Thank You for Having Sex
Let me set the scene… I really want you to be able to visualize this in your minds eye. I want you to feel as uncomfortable as every guest in this beautiful venue felt as they listened to this poor chump deliver his toast. Picture a VERY conservative crowd of wasps sipping their very expensive champagne as the best man takes the microphone for his toast. He turns to the parents of the groom, and says, “Mr. and Mrs. Smith, I just want to thank you for having sex.” No really… this was the start of the worst, most uncomfortable best man toasts I have ever had to watch. Outside of the blatant disrespect he showed towards the bride and groom, I looked around the room at the guests who were literally shifting uneasily in their chiavary chairs wishing they could crawl under my beautiful square tables. I WISH this wedding was being filmed! Woulda loved to have seen this again!

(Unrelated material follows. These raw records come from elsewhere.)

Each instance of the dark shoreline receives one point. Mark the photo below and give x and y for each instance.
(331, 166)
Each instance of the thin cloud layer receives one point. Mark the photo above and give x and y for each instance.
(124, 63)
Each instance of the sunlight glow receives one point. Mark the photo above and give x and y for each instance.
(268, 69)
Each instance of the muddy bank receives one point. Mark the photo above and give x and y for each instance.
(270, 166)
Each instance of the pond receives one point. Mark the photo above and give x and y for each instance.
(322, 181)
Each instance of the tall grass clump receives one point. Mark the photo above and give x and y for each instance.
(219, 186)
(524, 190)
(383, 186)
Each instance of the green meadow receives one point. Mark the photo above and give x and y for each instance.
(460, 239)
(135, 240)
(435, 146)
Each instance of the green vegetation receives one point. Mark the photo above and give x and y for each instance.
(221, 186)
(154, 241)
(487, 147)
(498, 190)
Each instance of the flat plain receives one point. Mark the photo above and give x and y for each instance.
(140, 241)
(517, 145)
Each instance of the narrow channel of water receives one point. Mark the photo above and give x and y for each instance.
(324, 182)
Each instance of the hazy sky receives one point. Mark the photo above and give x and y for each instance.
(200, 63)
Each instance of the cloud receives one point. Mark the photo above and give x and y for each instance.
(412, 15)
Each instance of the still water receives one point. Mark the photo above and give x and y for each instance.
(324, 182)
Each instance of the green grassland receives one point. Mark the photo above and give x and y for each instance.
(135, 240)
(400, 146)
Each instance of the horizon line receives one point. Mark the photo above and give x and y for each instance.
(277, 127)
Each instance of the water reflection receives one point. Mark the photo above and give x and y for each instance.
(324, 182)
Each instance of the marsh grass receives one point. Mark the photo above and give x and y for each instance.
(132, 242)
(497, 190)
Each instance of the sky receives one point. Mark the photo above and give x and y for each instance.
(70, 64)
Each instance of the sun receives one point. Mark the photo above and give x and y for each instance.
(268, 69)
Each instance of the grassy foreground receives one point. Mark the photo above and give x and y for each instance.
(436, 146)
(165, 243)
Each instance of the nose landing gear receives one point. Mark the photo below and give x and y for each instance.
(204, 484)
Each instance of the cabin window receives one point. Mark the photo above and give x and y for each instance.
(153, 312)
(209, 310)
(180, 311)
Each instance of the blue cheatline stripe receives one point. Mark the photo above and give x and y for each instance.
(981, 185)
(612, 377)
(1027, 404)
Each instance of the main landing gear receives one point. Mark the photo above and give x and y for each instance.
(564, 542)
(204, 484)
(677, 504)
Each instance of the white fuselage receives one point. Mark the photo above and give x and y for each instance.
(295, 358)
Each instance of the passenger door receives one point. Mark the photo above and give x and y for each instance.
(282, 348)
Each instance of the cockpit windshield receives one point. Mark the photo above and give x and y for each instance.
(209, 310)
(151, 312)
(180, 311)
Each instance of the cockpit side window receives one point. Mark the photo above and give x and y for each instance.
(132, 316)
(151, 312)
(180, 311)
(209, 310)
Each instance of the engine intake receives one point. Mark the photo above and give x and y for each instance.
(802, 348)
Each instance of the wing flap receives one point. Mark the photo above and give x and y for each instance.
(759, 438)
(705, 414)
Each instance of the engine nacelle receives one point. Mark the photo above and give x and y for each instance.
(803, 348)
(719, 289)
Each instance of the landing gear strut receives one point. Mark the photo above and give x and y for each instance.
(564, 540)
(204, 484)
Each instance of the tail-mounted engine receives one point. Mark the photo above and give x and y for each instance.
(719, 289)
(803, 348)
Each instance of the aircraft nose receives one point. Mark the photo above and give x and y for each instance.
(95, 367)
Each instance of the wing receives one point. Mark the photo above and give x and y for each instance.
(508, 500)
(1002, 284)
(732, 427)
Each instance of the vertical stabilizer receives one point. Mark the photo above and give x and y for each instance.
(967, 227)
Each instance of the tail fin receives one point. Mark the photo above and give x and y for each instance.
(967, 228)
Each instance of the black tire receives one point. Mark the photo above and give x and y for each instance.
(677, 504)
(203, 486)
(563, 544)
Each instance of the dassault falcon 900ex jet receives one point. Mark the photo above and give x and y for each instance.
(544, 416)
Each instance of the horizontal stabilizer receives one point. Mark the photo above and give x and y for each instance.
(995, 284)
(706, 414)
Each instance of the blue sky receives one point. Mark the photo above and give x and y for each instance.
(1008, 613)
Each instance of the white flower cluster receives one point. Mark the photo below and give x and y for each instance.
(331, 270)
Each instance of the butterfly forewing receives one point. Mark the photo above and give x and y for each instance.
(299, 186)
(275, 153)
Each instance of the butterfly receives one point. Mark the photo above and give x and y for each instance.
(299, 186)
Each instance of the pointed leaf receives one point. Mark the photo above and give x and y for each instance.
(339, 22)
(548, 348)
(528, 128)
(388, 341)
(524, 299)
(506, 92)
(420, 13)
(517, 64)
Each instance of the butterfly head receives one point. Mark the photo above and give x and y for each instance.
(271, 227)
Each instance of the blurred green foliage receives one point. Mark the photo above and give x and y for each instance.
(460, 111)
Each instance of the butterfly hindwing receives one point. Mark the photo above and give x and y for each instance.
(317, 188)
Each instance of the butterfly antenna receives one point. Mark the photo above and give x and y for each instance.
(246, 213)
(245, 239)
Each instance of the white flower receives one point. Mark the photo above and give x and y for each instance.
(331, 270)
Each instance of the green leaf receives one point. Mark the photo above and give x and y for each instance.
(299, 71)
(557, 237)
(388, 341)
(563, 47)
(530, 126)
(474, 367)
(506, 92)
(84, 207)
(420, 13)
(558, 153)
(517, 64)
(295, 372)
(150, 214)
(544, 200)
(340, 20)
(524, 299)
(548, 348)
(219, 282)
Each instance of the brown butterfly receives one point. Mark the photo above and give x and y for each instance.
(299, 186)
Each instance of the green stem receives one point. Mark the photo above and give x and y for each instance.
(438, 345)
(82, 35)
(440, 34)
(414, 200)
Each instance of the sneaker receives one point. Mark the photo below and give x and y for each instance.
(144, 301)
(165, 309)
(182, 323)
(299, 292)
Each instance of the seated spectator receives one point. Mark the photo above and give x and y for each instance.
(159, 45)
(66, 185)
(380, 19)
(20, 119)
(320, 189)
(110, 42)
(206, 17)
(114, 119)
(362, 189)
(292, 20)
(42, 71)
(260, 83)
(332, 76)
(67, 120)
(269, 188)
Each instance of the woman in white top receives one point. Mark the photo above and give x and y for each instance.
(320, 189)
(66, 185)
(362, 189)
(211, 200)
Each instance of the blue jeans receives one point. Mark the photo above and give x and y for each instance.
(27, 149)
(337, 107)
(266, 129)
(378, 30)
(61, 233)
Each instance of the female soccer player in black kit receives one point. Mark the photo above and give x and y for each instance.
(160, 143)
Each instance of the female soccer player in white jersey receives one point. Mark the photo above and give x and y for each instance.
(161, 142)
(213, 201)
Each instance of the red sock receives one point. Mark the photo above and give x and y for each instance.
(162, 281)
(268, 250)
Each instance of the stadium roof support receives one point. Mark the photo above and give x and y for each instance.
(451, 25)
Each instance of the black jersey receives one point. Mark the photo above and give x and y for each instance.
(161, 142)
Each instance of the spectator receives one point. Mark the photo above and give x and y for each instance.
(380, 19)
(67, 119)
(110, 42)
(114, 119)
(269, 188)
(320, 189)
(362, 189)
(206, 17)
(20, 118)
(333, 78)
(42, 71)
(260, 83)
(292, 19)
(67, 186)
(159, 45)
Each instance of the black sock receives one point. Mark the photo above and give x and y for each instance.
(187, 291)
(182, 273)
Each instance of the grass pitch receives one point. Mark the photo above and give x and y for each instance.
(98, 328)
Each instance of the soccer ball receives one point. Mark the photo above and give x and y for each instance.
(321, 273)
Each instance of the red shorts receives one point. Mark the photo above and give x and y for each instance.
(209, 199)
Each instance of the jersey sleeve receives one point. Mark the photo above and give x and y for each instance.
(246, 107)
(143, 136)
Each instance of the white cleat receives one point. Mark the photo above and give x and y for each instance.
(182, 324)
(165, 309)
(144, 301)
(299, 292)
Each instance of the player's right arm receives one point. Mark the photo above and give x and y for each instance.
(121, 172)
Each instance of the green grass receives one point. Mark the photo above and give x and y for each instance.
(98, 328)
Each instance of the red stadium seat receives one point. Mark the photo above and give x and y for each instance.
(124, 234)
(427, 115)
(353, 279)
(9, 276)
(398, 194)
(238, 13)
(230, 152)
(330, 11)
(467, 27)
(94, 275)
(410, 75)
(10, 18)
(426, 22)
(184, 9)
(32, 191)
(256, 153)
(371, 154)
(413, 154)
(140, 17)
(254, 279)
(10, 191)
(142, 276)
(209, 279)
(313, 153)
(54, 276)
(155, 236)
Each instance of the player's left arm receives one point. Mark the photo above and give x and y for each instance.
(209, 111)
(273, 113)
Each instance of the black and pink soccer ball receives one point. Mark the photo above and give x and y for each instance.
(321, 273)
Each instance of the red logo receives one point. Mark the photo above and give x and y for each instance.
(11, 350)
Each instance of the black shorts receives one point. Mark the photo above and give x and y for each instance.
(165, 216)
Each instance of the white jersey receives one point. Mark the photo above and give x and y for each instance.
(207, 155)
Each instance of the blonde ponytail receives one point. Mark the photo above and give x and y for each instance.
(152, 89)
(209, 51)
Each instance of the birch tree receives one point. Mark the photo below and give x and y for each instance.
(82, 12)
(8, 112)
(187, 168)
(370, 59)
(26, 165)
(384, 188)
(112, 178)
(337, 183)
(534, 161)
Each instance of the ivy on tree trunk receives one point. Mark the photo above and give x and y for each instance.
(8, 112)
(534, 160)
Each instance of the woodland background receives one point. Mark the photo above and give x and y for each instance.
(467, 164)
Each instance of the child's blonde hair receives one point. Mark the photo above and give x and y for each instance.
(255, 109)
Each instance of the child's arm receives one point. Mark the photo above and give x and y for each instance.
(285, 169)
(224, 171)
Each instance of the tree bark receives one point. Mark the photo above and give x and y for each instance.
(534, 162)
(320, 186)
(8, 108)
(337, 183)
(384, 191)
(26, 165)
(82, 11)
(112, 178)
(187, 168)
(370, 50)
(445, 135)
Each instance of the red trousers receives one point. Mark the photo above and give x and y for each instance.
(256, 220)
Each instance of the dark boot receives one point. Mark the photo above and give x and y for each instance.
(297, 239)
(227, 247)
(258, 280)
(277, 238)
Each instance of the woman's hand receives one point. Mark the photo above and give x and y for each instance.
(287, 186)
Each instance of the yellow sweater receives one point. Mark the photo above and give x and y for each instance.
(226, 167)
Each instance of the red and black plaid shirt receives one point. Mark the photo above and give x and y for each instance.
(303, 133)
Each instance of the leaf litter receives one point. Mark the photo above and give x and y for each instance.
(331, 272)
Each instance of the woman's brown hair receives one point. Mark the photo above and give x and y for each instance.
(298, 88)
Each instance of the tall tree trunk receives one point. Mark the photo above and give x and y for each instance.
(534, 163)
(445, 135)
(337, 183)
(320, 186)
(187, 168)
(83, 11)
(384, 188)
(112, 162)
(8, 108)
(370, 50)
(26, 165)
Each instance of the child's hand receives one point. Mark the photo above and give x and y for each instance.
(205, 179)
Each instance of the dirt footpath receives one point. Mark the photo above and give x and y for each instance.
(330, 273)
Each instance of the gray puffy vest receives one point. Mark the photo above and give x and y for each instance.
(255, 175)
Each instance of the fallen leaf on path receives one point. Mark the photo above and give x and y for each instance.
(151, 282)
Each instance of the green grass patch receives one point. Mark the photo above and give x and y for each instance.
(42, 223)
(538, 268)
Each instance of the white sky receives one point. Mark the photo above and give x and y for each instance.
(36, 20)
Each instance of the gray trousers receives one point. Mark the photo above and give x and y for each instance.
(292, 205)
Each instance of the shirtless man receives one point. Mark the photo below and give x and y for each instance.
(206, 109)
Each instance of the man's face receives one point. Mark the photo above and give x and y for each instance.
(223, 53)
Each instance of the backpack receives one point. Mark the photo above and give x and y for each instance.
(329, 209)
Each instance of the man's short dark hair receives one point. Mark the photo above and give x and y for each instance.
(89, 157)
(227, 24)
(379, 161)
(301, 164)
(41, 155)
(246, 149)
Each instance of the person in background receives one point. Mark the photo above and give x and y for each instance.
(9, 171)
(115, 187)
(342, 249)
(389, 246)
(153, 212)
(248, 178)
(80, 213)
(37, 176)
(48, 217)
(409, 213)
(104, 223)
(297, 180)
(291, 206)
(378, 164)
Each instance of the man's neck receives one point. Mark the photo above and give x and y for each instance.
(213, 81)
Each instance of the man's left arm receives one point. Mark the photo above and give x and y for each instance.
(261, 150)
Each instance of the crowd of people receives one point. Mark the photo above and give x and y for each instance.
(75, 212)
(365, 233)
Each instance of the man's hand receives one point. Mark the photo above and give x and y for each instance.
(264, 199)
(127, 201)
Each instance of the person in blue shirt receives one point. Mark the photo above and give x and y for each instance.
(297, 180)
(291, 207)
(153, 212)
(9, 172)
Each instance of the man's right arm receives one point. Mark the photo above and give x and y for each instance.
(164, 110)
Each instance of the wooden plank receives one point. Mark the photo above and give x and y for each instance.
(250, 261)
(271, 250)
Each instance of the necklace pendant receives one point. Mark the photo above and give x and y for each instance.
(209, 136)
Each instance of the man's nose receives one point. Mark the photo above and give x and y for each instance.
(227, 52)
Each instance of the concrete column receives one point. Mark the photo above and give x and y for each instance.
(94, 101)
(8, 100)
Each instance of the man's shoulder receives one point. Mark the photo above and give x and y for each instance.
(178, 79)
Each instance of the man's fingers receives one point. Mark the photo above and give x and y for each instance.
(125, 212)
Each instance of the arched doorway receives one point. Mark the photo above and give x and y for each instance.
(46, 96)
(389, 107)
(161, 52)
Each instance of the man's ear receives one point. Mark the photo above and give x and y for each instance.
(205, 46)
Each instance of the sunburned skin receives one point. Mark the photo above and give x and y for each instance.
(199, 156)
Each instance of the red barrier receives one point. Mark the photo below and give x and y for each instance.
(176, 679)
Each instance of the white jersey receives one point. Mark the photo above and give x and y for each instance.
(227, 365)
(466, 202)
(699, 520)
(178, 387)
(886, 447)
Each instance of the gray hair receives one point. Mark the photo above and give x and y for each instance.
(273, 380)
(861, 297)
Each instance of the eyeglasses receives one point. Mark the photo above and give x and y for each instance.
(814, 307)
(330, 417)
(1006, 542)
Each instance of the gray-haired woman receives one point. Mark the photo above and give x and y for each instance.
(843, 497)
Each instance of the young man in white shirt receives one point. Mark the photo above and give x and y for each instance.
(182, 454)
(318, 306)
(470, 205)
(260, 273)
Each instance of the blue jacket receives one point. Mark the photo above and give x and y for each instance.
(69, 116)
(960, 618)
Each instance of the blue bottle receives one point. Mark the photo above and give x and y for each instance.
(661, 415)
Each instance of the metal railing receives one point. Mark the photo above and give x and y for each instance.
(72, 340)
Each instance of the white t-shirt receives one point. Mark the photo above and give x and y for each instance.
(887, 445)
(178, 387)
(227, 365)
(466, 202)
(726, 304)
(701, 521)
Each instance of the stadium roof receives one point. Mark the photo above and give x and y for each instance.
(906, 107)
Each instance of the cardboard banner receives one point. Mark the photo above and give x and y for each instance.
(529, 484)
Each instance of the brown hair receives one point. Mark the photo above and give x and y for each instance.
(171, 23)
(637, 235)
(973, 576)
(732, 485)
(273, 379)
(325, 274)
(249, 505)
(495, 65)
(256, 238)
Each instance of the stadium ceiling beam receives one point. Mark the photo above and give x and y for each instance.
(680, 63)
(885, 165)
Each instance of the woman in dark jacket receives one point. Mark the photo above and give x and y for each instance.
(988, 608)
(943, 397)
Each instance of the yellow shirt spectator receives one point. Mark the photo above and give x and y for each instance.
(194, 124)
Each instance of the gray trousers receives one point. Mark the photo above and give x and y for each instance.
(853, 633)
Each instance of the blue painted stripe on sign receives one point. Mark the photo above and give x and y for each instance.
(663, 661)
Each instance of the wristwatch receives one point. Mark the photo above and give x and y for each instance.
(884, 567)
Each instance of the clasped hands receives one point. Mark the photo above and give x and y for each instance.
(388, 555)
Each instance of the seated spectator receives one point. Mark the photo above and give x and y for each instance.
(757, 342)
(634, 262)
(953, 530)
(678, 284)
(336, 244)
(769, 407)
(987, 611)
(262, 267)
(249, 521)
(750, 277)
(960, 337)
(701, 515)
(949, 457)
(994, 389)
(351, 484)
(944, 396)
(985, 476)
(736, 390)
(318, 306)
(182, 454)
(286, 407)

Take this advice and run with it… KNOW the gist of what is going to be said in any of the toasts at your wedding. I’m not saying that you need to ruin the joy of receiving a lovely toast by knowing each and every word, but have a general idea of the content so that there are no surprises like this at your wedding. You know your maid of honor and best man. Can they be trusted with a microphone? Really think about this because I worked my tail off with the bride preparing the details for her wedding, and you know what everybody remembers most about it? Yeah… the fucking best man toast. Hell, it’s what I remember, and I planned it!
Also, don’t forget to have a conversation with your planner, DJ or band about WHO gets to have air time. You don’t want your notoriously drunk uncle getting a hold of that mic! You need to be clear about toasting requests. If they are not on the list, then uncle Jack does not toast. Period the end.